Postgres as a workflow engine

Every time a team needs to run some background jobs, someone immediately suggests spinning up Kafka, RabbitMQ, or NATS.

Here's the thing. Unless you are actually pushing tens of thousands of messages per second, or you have a hard requirement for event sourcing, adding a dedicated queue system is usually a mistake. It’s another piece of infrastructure to monitor, another set of networking rules to debug, and another place for state to get out of sync with your primary database.

You probably just need Postgres.

Specifically, you need a mechanism that lets multiple workers safely poll the same table without running into deadlocks or stepping on each other's toes. To prove it, I built a tiny interactive sandbox that spins up a real WebAssembly-compiled PostgreSQL instance right here in your browser, running three parallel workers against it.

Booting WASM Postgres...

If you start the engine, you’ll see the workers independently polling the job table. They don’t block each other, and they don’t accidentally pick up the same row. You can even click "Crash" to simulate a worker dying mid-job.

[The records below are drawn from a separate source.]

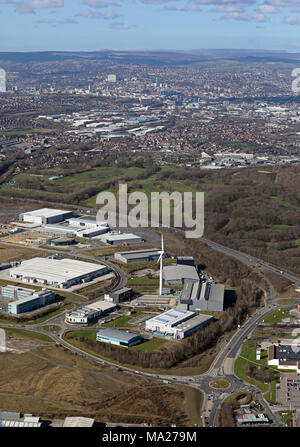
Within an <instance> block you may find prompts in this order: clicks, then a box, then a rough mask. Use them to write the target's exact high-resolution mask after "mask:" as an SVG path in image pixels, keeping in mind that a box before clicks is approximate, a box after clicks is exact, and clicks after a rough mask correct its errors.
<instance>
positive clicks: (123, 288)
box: [111, 287, 132, 295]
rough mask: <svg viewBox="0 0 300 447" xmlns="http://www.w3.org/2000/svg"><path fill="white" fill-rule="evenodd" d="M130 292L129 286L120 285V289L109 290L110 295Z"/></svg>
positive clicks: (120, 294) (129, 288)
mask: <svg viewBox="0 0 300 447" xmlns="http://www.w3.org/2000/svg"><path fill="white" fill-rule="evenodd" d="M129 291H130V292H132V289H130V288H129V287H122V289H118V290H114V291H113V292H111V295H121V293H126V292H129Z"/></svg>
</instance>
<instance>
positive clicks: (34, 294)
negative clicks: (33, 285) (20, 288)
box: [8, 288, 55, 315]
mask: <svg viewBox="0 0 300 447" xmlns="http://www.w3.org/2000/svg"><path fill="white" fill-rule="evenodd" d="M16 289H17V288H16ZM18 289H20V288H18ZM23 290H24V295H25V296H23V297H22V293H20V290H18V292H16V294H17V296H18V298H17V300H15V301H12V302H10V303H8V313H10V314H14V315H18V314H21V313H24V312H31V311H32V310H35V309H39V308H40V307H44V306H48V305H49V304H52V303H54V302H55V293H54V292H52V291H51V290H47V289H43V290H42V291H41V292H35V291H34V290H31V294H30V295H27V296H26V289H23Z"/></svg>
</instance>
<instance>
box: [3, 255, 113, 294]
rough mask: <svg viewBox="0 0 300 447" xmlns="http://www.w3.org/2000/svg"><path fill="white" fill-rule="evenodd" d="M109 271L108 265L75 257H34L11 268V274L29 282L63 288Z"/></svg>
mask: <svg viewBox="0 0 300 447" xmlns="http://www.w3.org/2000/svg"><path fill="white" fill-rule="evenodd" d="M106 273H107V267H106V266H104V265H99V264H92V263H90V262H83V261H78V260H74V259H49V258H33V259H29V260H27V261H23V262H22V263H21V265H20V266H18V267H15V268H12V269H10V276H11V277H12V278H14V279H18V280H21V281H25V282H28V283H32V284H34V283H41V284H44V285H46V284H48V285H51V286H53V287H59V288H61V289H64V288H68V287H71V286H74V285H76V284H81V283H86V282H89V281H92V280H93V279H95V278H98V277H100V276H102V275H105V274H106Z"/></svg>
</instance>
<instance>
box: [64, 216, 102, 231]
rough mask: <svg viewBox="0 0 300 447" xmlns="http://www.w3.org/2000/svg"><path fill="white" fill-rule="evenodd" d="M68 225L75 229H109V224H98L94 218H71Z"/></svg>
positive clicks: (85, 217) (68, 219) (97, 221)
mask: <svg viewBox="0 0 300 447" xmlns="http://www.w3.org/2000/svg"><path fill="white" fill-rule="evenodd" d="M67 223H68V224H69V225H71V226H73V227H80V228H97V227H106V228H108V229H109V225H108V223H107V222H98V221H97V220H96V219H93V218H92V217H71V219H68V220H67Z"/></svg>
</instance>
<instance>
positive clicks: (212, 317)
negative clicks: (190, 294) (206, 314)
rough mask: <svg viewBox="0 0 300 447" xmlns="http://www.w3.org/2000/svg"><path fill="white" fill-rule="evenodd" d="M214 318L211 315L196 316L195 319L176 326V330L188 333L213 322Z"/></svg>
mask: <svg viewBox="0 0 300 447" xmlns="http://www.w3.org/2000/svg"><path fill="white" fill-rule="evenodd" d="M213 319H214V317H212V316H211V315H203V314H198V315H195V316H194V317H193V318H190V319H188V320H187V321H184V322H183V323H180V324H178V325H177V326H176V329H179V330H181V331H187V330H189V329H192V328H194V327H196V326H199V325H201V324H203V323H205V322H207V321H212V320H213Z"/></svg>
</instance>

The secret sauce here isn't a complex distributed lock. It’s five words appended to a standard query: FOR UPDATE SKIP LOCKED.

The magic words

Let's say you have a jobs table with a status column. Your worker wants to pick up the next pending job. A naive approach looks like this:

sql
-- Don't do this
BEGIN;
SELECT id FROM jobs WHERE status = 'pending' LIMIT 1;
-- If two workers run this at the same time, they get the same ID.
UPDATE jobs SET status = 'running' WHERE id = ?;
COMMIT;

To fix the race condition, you might try locking the row:

sql
-- Still don't do this
BEGIN;
SELECT id FROM jobs WHERE status = 'pending' LIMIT 1 FOR UPDATE;
-- Worker 1 locks the row. 
-- Worker 2 waits for Worker 1 to finish.
UPDATE jobs SET status = 'running' WHERE id = ?;
COMMIT;

This prevents the race condition, but it completely destroys your throughput. Worker 2 is just sitting there, twiddling its thumbs, waiting for Worker 1 to release the lock so it can fetch the next row.

This is where Postgres shines:

sql
-- This is the way
BEGIN;
SELECT id FROM jobs 
WHERE status = 'pending' 
LIMIT 1 
FOR UPDATE SKIP LOCKED;
 
UPDATE jobs SET status = 'running' WHERE id = ? RETURNING id;
COMMIT;

SKIP LOCKED does exactly what it says on the tin. If Worker 1 has locked row 1, Worker 2's query simply skips row 1 and immediately returns row 2. It grabs the lock for row 2, and goes to work. Worker 3 grabs row 3, and so on. No waiting, no race conditions, high concurrency.

Handling failure

In the toy above, try clicking "Crash" on one of the workers while it's processing a job.

When a worker process dies in a real system, you have a problem: the job is marked as running, but no one is actually doing the work. It's essentially a ghost job.

A robust Postgres workflow engine handles this trivially without complex dead-letter queues. You just add a heartbeat_at timestamp column to your jobs table.

When a worker locks a job, it updates heartbeat_at = NOW().
Every few seconds while working, the worker updates heartbeat_at = NOW().
A separate cron job (or just a regular query before fetching new jobs) looks for stranded jobs:

sql
UPDATE jobs 
SET status = 'pending'
WHERE status = 'running' 
AND heartbeat_at < NOW() - INTERVAL '5 minutes';

If a worker crashes, its heartbeat stops. Five minutes later, the job is automatically returned to the pending state, ready for another healthy worker to pick it up.

Closing notes

Put the jobs in Postgres first. SKIP LOCKED gets you a lot further than most people expect before you need a dedicated broker.
Polling is fine when the thing you're polling is cheap, local, and easy to reason about. A boring worker loop is usually a feature, not a bug.
Keep job creation in the same transaction as the state change that made the job necessary. If the write rolls back, the work should disappear with it.
Reach for Kafka, NATS, or RabbitMQ when you actually need their shape of power: fan-out, replay, strict stream semantics, or much higher sustained throughput.

Most teams don't have a queue problem. They have a too-many-moving-parts problem. A jobs table and a few workers won't solve everything, but it's a much better default than volunteering for another distributed system on day one.